The SEC’s rules prohibit us from filing resource estimates. Our resource estimations include estimates of hydrocarbon quantities for (i) new areas for which we do not have sufficient information to date to classify as proved, probable or even possible reserves, (ii) other areas to take into account the low level of certainty of recovery of the resources and (iii) uneconomic proved, probable or possible reserves. Resource estimates do not take into account the certainty of resource recovery and are therefore not indicative of the expected future recovery and should not be relied upon. Resource estimates might never be recovered and are contingent on exploration success, technical improvements in drilling access, commerciality and other factors.
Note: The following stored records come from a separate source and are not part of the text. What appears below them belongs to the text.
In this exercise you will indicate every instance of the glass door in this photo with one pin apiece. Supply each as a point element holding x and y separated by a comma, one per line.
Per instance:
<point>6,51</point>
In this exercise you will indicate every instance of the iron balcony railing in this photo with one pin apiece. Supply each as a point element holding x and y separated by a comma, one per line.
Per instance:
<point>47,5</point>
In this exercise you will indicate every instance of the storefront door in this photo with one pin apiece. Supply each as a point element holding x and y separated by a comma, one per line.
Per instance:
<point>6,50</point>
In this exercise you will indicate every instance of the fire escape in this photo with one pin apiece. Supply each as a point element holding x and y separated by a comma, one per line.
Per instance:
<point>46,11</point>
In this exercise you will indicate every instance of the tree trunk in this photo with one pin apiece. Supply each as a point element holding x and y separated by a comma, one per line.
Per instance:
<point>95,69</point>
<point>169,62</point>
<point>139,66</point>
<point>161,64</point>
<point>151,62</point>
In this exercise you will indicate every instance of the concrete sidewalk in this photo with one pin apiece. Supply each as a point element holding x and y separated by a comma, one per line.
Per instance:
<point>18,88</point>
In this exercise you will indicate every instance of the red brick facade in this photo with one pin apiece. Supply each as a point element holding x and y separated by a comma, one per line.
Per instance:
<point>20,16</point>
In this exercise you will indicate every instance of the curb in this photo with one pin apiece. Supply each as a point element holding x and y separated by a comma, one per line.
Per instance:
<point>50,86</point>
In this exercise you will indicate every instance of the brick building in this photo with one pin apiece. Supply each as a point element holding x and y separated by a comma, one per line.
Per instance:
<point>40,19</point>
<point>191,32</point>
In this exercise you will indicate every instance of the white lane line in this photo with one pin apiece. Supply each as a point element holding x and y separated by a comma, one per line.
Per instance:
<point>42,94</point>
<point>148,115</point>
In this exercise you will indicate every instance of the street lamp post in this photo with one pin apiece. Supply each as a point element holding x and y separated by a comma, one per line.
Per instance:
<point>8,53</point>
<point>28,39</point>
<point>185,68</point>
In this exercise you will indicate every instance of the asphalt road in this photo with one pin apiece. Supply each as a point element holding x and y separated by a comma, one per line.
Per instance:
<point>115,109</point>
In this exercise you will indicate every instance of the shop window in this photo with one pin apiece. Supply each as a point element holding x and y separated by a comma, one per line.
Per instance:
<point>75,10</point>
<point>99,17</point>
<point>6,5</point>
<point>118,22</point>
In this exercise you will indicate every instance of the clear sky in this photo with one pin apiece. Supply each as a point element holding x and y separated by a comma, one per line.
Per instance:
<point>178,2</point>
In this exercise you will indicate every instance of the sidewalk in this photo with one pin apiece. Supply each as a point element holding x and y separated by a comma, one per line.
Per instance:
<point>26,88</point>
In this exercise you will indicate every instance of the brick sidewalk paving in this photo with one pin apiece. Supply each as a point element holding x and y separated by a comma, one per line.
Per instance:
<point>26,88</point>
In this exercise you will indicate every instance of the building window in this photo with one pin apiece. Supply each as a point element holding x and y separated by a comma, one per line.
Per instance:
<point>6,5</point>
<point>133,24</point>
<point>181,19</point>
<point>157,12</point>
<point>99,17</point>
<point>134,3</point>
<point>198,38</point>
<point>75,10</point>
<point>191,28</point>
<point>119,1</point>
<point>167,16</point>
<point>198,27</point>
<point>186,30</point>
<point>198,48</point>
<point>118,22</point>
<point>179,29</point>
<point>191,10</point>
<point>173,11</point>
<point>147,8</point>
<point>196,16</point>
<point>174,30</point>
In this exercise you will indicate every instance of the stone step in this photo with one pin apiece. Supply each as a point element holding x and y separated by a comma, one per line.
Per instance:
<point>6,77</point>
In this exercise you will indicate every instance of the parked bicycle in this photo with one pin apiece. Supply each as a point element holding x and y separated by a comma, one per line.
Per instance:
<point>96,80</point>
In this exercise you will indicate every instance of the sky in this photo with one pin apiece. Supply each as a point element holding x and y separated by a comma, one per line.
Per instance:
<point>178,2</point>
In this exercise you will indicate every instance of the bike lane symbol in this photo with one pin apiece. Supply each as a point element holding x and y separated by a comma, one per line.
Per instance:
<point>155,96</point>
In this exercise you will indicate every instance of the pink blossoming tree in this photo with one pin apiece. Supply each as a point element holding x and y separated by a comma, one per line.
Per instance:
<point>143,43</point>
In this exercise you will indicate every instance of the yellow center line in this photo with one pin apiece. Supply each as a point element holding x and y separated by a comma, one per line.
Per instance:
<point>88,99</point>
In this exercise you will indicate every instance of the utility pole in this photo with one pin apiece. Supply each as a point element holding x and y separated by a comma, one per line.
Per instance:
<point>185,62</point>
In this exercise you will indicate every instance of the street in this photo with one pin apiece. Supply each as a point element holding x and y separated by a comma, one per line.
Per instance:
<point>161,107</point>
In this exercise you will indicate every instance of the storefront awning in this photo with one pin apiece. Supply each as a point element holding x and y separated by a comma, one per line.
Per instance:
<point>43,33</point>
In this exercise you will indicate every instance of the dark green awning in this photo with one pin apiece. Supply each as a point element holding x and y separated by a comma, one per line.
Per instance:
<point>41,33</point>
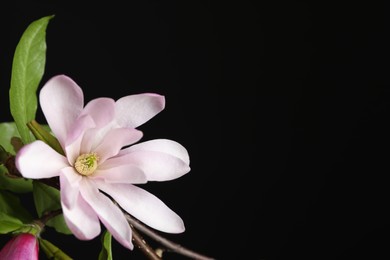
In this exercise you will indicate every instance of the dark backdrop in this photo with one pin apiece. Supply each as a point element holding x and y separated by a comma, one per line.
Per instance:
<point>283,108</point>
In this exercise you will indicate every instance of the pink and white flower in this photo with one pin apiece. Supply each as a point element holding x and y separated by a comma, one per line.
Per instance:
<point>22,246</point>
<point>102,157</point>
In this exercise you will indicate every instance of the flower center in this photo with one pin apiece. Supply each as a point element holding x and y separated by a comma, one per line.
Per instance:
<point>86,164</point>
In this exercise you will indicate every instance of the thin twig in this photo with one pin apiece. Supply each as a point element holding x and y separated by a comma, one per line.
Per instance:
<point>143,246</point>
<point>174,247</point>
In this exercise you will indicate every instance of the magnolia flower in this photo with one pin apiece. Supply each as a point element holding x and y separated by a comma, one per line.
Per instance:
<point>102,161</point>
<point>23,246</point>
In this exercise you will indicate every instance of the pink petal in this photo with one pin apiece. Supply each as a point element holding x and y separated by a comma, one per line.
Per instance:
<point>62,101</point>
<point>164,146</point>
<point>38,160</point>
<point>160,160</point>
<point>144,206</point>
<point>102,110</point>
<point>109,214</point>
<point>115,140</point>
<point>70,182</point>
<point>134,110</point>
<point>75,140</point>
<point>81,220</point>
<point>120,174</point>
<point>23,246</point>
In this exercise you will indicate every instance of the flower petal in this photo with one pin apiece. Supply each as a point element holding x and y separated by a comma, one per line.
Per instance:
<point>109,214</point>
<point>69,181</point>
<point>22,246</point>
<point>62,101</point>
<point>120,174</point>
<point>102,110</point>
<point>81,220</point>
<point>164,146</point>
<point>134,110</point>
<point>160,159</point>
<point>115,140</point>
<point>144,206</point>
<point>38,160</point>
<point>75,142</point>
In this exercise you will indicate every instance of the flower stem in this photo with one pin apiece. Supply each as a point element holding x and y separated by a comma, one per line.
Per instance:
<point>174,247</point>
<point>143,246</point>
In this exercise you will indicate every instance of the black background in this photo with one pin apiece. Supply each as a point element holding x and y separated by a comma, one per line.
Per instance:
<point>283,108</point>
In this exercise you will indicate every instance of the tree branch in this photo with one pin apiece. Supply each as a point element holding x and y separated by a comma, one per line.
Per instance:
<point>174,247</point>
<point>143,246</point>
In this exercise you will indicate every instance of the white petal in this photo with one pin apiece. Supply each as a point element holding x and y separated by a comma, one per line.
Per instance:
<point>134,110</point>
<point>115,140</point>
<point>164,146</point>
<point>62,101</point>
<point>37,160</point>
<point>82,220</point>
<point>160,160</point>
<point>109,214</point>
<point>120,174</point>
<point>74,143</point>
<point>144,206</point>
<point>69,181</point>
<point>102,110</point>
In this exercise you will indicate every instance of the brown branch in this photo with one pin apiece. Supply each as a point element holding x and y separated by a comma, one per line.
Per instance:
<point>174,247</point>
<point>143,246</point>
<point>134,224</point>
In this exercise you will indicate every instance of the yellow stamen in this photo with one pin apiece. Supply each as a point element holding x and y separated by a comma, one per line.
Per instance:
<point>86,164</point>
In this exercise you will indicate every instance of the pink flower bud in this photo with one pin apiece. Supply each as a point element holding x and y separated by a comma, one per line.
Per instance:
<point>21,247</point>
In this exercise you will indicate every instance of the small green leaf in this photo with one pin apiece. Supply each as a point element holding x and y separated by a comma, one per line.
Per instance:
<point>17,185</point>
<point>8,130</point>
<point>48,199</point>
<point>10,205</point>
<point>106,252</point>
<point>59,224</point>
<point>44,135</point>
<point>27,70</point>
<point>52,251</point>
<point>9,223</point>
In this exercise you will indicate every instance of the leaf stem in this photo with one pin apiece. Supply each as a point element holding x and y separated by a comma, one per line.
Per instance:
<point>174,247</point>
<point>143,246</point>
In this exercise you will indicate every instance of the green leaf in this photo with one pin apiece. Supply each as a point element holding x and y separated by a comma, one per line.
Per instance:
<point>48,199</point>
<point>9,223</point>
<point>59,224</point>
<point>11,206</point>
<point>41,133</point>
<point>8,130</point>
<point>106,252</point>
<point>17,185</point>
<point>27,70</point>
<point>52,251</point>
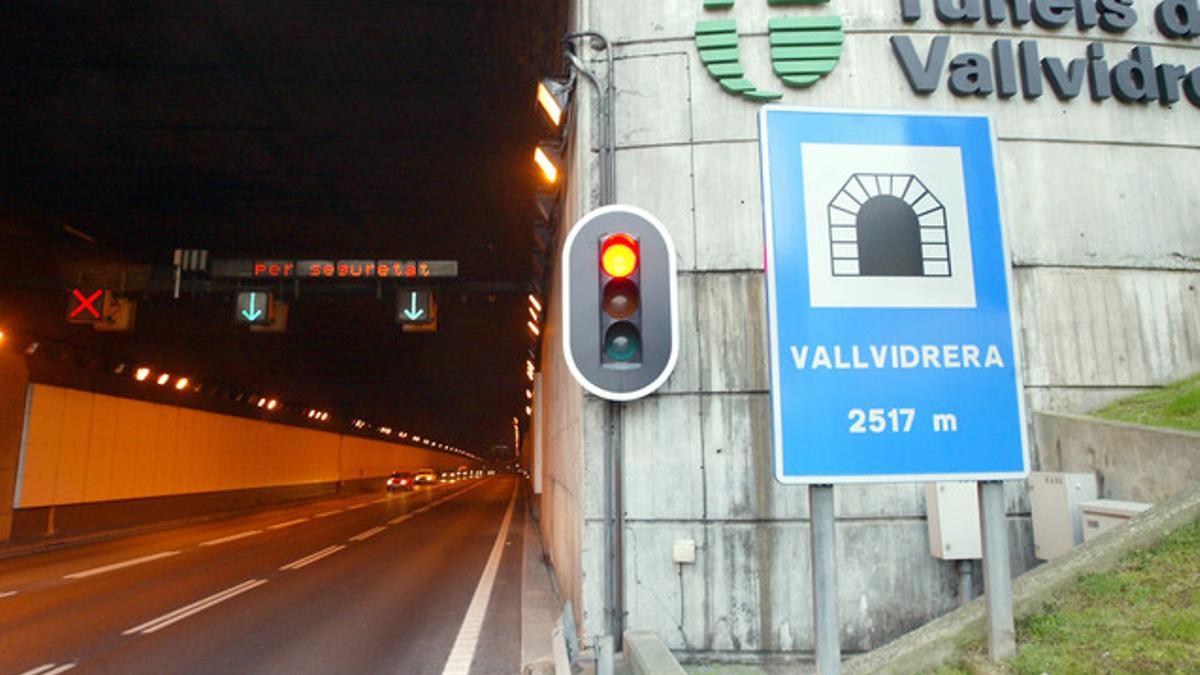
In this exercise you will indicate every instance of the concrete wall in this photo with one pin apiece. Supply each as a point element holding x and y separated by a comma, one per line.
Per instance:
<point>82,447</point>
<point>1101,203</point>
<point>1131,461</point>
<point>13,389</point>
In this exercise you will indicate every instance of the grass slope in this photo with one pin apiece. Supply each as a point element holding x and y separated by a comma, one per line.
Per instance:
<point>1141,617</point>
<point>1176,406</point>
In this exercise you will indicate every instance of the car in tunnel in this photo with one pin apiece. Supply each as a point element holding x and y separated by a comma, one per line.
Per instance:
<point>401,481</point>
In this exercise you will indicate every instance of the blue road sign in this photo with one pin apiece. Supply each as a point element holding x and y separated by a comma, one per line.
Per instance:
<point>892,340</point>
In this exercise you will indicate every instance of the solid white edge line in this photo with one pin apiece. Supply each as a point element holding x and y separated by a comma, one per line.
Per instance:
<point>462,655</point>
<point>367,535</point>
<point>183,613</point>
<point>231,538</point>
<point>119,565</point>
<point>287,524</point>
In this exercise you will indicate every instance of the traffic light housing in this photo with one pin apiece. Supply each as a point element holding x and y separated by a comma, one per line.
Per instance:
<point>621,306</point>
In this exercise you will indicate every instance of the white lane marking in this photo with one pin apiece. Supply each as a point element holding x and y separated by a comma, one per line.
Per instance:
<point>49,669</point>
<point>311,559</point>
<point>287,524</point>
<point>183,613</point>
<point>231,538</point>
<point>463,651</point>
<point>119,565</point>
<point>367,535</point>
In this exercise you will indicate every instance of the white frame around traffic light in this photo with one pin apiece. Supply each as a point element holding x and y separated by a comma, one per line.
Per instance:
<point>673,293</point>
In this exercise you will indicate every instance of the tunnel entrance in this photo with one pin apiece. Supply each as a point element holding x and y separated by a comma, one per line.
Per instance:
<point>888,238</point>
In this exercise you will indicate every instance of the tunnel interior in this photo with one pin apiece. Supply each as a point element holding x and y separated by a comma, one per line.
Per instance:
<point>279,131</point>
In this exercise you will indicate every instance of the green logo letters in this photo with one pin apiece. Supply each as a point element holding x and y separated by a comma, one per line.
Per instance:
<point>803,49</point>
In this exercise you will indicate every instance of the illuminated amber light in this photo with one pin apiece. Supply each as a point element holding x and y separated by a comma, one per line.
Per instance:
<point>547,167</point>
<point>619,256</point>
<point>553,111</point>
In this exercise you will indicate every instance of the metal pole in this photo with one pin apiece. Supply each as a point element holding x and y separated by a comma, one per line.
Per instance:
<point>997,581</point>
<point>825,579</point>
<point>615,597</point>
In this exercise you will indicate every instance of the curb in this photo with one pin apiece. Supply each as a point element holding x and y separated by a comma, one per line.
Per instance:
<point>933,644</point>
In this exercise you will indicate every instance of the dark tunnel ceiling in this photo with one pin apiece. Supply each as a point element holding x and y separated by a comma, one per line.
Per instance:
<point>286,129</point>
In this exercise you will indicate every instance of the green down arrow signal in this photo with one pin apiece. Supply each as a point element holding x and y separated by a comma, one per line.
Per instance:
<point>414,314</point>
<point>252,314</point>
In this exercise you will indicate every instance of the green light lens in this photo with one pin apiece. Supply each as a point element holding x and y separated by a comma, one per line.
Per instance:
<point>622,342</point>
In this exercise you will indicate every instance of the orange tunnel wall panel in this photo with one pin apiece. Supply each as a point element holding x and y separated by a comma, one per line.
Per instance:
<point>83,447</point>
This presentation may include certain financial measures, including adjusted EBITDAX (earnings before interest, taxes, depreciation, depletion, amortization and exploration expenses), that are non-GAAP financial measures as defined under the rules of the Securities and Exchange Commission.
This presentation is accompanied by a reconciliation of these non-GAAP financial measures to their nearest GAAP financial measures. Management uses these financial measures because they are widely accepted financial indicators used by investors to compare a company’s performance. Management believes that these measures provide investors an enhanced perspective of the operating performance of the company and aid investor understanding. Management also believes that these non-GAAP measures provide useful information regarding our ability to meet future debt service, capital expenditures and working capital requirements. These non-GAAP financial measures should not be considered in isolation or as substitutes for a measure of performance prepared in accordance with United States generally accepted accounting principles.